The POP API stores the connection information for the Kafka server. In the following step, we use `client.get_kafka_details()` to retrieve the details of the running Kafka server, such as host and port, which are needed to register and stream data.

In [None]:
# Run the following code cell to get Kafka connection details
try:
    response = client.get_kafka_details()
    print("Kafka details:", response)
except ValueError as e:
    print("Failed to get the Kafka details.")
    print(e)

kafka_host = response["kafka_host"]
kafka_port = response["kafka_port"]

### 2. Initialize Kafka Client

In [None]:
from kafka.admin import KafkaAdminClient, NewTopic

# Define Kafka broker
bootstrap_servers = f'{kafka_host}:{kafka_port}' 
print(f"Kafka bootstrap server: {bootstrap_servers}")

# Create an admin client
kafka_client = KafkaAdminClient(
    bootstrap_servers=bootstrap_servers,
)

### 3. Create a new Kafka topic: **Skip the following code cell if the **timestamp-topic-1** already exists, if can verify by executing Step 4 List all Topics**

In [None]:
# Define the topic name to be used by the streaming client
streaming_topic = 'timestamp-topic-1'

# Define the new topic
topic = NewTopic(name=streaming_topic, num_partitions=1, replication_factor=1)

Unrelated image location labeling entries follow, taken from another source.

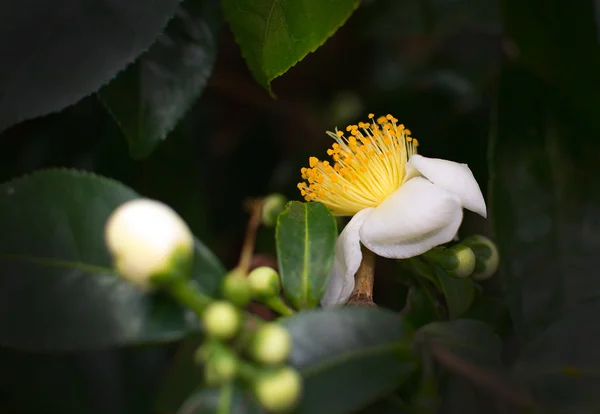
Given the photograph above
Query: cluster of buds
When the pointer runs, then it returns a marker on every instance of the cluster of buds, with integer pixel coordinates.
(152, 247)
(476, 257)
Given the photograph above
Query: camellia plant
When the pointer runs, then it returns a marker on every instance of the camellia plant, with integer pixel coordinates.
(169, 251)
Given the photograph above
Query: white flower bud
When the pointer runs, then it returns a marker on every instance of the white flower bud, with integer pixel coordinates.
(145, 237)
(264, 282)
(271, 344)
(278, 390)
(221, 320)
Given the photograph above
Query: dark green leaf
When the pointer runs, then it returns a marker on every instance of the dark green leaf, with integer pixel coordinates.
(459, 292)
(56, 274)
(275, 35)
(152, 95)
(306, 234)
(206, 401)
(55, 54)
(568, 59)
(472, 340)
(349, 357)
(545, 202)
(562, 365)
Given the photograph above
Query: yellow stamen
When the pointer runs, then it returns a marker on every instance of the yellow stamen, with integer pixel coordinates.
(369, 165)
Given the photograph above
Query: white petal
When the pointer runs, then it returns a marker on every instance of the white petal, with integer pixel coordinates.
(454, 177)
(347, 260)
(412, 220)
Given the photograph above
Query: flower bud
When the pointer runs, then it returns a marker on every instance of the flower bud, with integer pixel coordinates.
(148, 240)
(221, 320)
(458, 260)
(271, 344)
(278, 390)
(486, 256)
(273, 205)
(264, 282)
(236, 289)
(221, 366)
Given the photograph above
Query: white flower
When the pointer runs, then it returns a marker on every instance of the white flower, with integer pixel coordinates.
(403, 204)
(143, 236)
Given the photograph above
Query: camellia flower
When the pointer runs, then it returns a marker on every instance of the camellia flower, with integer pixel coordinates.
(403, 204)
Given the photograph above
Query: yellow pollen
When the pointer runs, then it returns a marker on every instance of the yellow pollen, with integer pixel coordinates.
(368, 166)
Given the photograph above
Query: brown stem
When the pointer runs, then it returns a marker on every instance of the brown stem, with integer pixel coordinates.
(255, 207)
(365, 278)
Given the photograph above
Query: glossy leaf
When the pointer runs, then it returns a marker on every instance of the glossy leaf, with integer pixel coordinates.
(459, 292)
(306, 235)
(56, 274)
(349, 357)
(149, 98)
(545, 202)
(275, 35)
(562, 365)
(55, 54)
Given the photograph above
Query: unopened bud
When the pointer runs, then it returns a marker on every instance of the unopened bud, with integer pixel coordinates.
(221, 320)
(273, 205)
(278, 390)
(458, 260)
(220, 367)
(486, 255)
(236, 289)
(148, 241)
(271, 344)
(264, 282)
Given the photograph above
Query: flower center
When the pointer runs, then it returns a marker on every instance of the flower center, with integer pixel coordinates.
(369, 165)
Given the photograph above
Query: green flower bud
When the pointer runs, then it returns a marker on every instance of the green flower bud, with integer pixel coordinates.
(264, 282)
(236, 289)
(486, 255)
(149, 242)
(278, 390)
(221, 366)
(271, 344)
(273, 205)
(221, 320)
(458, 260)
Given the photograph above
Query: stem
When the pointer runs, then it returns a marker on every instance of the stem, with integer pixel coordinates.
(225, 399)
(365, 278)
(279, 306)
(255, 207)
(190, 296)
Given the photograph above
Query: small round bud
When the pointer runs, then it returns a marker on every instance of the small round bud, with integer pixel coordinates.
(271, 344)
(273, 205)
(221, 367)
(466, 260)
(221, 320)
(278, 390)
(236, 289)
(486, 255)
(264, 282)
(147, 238)
(457, 261)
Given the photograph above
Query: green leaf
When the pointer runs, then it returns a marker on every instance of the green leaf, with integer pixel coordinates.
(54, 55)
(305, 238)
(567, 59)
(349, 357)
(470, 339)
(274, 35)
(562, 365)
(459, 292)
(545, 202)
(149, 98)
(207, 401)
(56, 273)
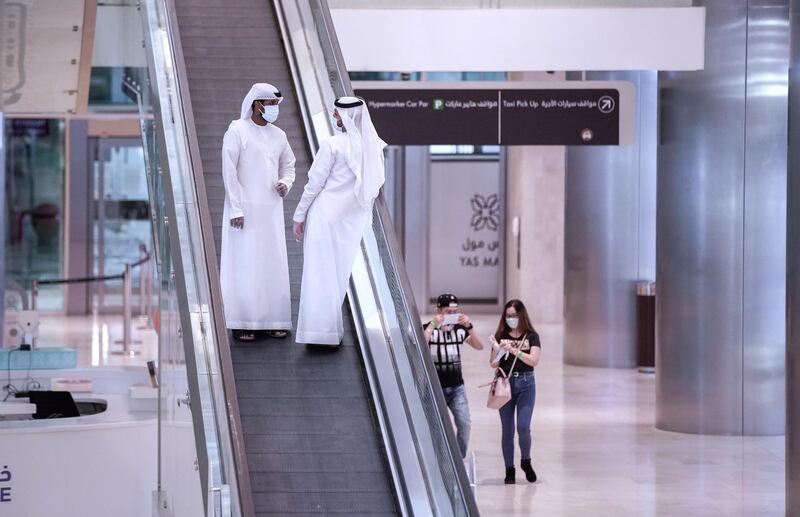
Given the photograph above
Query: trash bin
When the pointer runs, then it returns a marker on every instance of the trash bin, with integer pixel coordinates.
(646, 326)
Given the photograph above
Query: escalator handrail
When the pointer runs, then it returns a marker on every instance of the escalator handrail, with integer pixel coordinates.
(225, 452)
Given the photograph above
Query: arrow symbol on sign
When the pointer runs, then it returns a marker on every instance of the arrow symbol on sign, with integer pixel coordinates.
(605, 104)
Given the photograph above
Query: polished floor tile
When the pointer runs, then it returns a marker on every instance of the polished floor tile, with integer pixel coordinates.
(596, 451)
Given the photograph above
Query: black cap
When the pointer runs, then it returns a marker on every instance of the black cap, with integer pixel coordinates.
(446, 300)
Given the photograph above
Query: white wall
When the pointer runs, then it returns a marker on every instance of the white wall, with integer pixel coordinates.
(535, 194)
(493, 40)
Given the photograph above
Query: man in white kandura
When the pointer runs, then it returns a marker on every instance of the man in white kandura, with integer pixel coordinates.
(258, 171)
(333, 213)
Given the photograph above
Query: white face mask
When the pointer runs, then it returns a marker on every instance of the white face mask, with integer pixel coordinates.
(270, 113)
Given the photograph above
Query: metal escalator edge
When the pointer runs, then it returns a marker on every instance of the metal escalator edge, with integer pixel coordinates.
(241, 476)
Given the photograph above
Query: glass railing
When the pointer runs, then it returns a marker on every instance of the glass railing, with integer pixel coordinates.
(185, 247)
(502, 4)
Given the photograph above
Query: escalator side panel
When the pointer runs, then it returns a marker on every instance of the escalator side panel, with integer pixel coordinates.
(312, 442)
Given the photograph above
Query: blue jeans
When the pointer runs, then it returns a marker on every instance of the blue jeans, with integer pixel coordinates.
(456, 398)
(523, 397)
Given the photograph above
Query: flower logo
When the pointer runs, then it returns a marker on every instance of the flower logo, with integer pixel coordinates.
(486, 212)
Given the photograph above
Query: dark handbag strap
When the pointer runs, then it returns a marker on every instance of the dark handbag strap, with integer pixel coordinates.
(511, 370)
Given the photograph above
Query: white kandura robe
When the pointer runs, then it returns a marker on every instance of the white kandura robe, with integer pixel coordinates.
(334, 226)
(254, 269)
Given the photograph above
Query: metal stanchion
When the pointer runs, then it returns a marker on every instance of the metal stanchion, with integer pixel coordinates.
(34, 303)
(150, 272)
(145, 291)
(142, 271)
(127, 313)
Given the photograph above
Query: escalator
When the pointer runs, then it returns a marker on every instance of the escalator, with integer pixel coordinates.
(282, 428)
(311, 440)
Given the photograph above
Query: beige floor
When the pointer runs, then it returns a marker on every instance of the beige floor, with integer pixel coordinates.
(594, 445)
(597, 453)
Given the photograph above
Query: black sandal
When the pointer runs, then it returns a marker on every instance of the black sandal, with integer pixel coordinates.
(244, 335)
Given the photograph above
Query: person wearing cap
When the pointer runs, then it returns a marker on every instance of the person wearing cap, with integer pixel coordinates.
(331, 217)
(258, 172)
(445, 339)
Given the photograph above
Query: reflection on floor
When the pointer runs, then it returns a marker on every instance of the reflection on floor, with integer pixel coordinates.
(95, 338)
(597, 453)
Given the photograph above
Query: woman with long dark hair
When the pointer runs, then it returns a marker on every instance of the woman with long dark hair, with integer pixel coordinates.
(516, 352)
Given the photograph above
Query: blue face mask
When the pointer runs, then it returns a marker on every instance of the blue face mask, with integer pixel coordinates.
(336, 126)
(270, 113)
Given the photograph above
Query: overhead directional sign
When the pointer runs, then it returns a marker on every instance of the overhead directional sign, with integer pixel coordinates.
(564, 113)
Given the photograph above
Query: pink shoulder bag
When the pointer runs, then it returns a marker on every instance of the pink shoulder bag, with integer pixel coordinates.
(500, 387)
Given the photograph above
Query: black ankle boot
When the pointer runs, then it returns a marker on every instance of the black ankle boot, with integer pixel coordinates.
(530, 475)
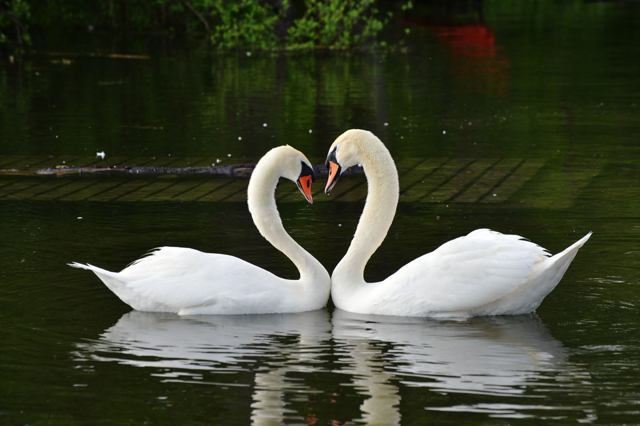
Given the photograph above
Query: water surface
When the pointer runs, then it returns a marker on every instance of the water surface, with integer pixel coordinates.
(544, 94)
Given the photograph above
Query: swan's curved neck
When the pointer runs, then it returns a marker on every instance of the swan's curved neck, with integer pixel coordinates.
(377, 215)
(263, 209)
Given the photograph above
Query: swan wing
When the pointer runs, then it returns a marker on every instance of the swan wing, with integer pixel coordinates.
(468, 272)
(187, 281)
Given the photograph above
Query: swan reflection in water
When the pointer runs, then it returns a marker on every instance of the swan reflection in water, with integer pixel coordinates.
(286, 353)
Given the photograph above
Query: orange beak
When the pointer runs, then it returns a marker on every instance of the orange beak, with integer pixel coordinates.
(304, 184)
(334, 174)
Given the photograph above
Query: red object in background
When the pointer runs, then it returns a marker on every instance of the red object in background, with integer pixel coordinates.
(475, 41)
(476, 61)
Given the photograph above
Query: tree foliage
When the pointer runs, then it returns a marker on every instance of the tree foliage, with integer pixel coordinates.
(229, 24)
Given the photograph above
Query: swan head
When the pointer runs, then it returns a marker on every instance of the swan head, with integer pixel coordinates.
(344, 153)
(287, 162)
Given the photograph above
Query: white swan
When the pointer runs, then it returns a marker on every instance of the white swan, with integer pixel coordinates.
(189, 282)
(483, 273)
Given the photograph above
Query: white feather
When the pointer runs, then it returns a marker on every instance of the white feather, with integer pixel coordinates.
(482, 273)
(190, 282)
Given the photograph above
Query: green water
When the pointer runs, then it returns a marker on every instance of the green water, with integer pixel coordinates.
(544, 81)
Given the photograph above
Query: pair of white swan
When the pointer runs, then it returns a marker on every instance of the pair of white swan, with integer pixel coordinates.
(483, 273)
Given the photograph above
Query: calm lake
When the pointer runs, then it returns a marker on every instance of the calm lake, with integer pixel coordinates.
(523, 117)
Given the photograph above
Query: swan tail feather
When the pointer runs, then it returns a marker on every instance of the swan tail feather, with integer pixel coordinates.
(120, 286)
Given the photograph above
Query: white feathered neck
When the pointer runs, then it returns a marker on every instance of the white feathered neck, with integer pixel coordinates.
(380, 207)
(283, 161)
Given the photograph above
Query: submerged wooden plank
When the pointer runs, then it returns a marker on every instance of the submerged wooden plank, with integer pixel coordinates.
(559, 188)
(510, 185)
(93, 190)
(120, 190)
(35, 190)
(489, 180)
(146, 192)
(201, 190)
(460, 181)
(433, 179)
(177, 189)
(237, 188)
(68, 188)
(17, 186)
(8, 160)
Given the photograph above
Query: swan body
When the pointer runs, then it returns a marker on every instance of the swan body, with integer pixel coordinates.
(190, 282)
(482, 273)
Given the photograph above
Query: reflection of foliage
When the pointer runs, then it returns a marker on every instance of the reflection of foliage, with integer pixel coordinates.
(13, 14)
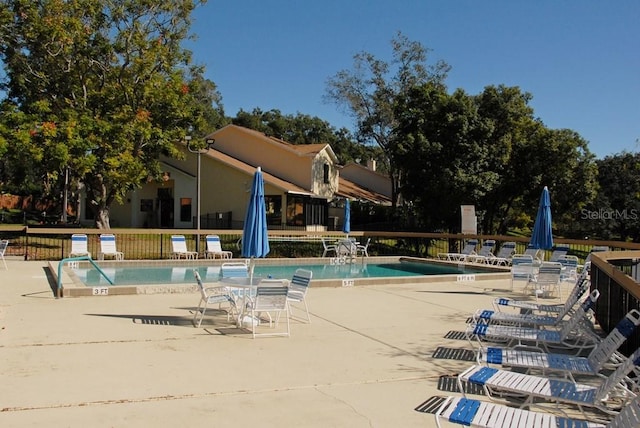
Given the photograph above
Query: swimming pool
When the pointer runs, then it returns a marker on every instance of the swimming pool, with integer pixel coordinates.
(139, 274)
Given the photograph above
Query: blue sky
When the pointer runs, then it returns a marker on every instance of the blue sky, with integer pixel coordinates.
(580, 59)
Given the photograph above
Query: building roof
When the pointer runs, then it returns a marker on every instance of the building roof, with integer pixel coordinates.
(349, 189)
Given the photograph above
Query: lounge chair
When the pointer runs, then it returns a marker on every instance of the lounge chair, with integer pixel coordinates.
(546, 280)
(3, 248)
(329, 248)
(298, 290)
(211, 295)
(469, 248)
(528, 305)
(79, 245)
(214, 248)
(503, 258)
(483, 414)
(179, 248)
(486, 251)
(535, 319)
(603, 356)
(270, 299)
(108, 247)
(574, 335)
(363, 249)
(609, 396)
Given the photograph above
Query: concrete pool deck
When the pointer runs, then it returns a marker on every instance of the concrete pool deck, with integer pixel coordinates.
(366, 360)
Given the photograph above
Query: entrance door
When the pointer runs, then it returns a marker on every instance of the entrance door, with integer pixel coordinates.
(164, 205)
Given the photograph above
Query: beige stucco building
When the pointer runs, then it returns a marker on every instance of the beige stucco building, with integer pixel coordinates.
(303, 185)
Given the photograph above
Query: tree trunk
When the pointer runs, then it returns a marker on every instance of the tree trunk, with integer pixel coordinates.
(102, 218)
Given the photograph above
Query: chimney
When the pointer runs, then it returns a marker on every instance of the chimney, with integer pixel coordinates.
(371, 164)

# Attempt to create the topic - already exists will raise an error
try:
    kafka_client.create_topics([topic])
    print(f"Topic '{streaming_topic}' created successfully.")
except Exception as e:
    print(f"Failed to create topic: {e}")

### 4. List all Topics

In [None]:
# List existing topics in the Kafka cluster
try:
    topics = kafka_client.list_topics()
    print("Topics in the Kafka cluster:")
    for topic in topics:
        print(f" - {topic}")
except Exception as e:
    print(f"Failed to list topics: {e}")

### 5: Delete Kafka Topic

In [None]:
# Delete the topic if it exists
try:
    kafka_client.delete_topics([streaming_topic])
    print(f"Topic '{streaming_topic}' deletion requested.")
except Exception as e:
    print(f"Failed to delete topic: {e}")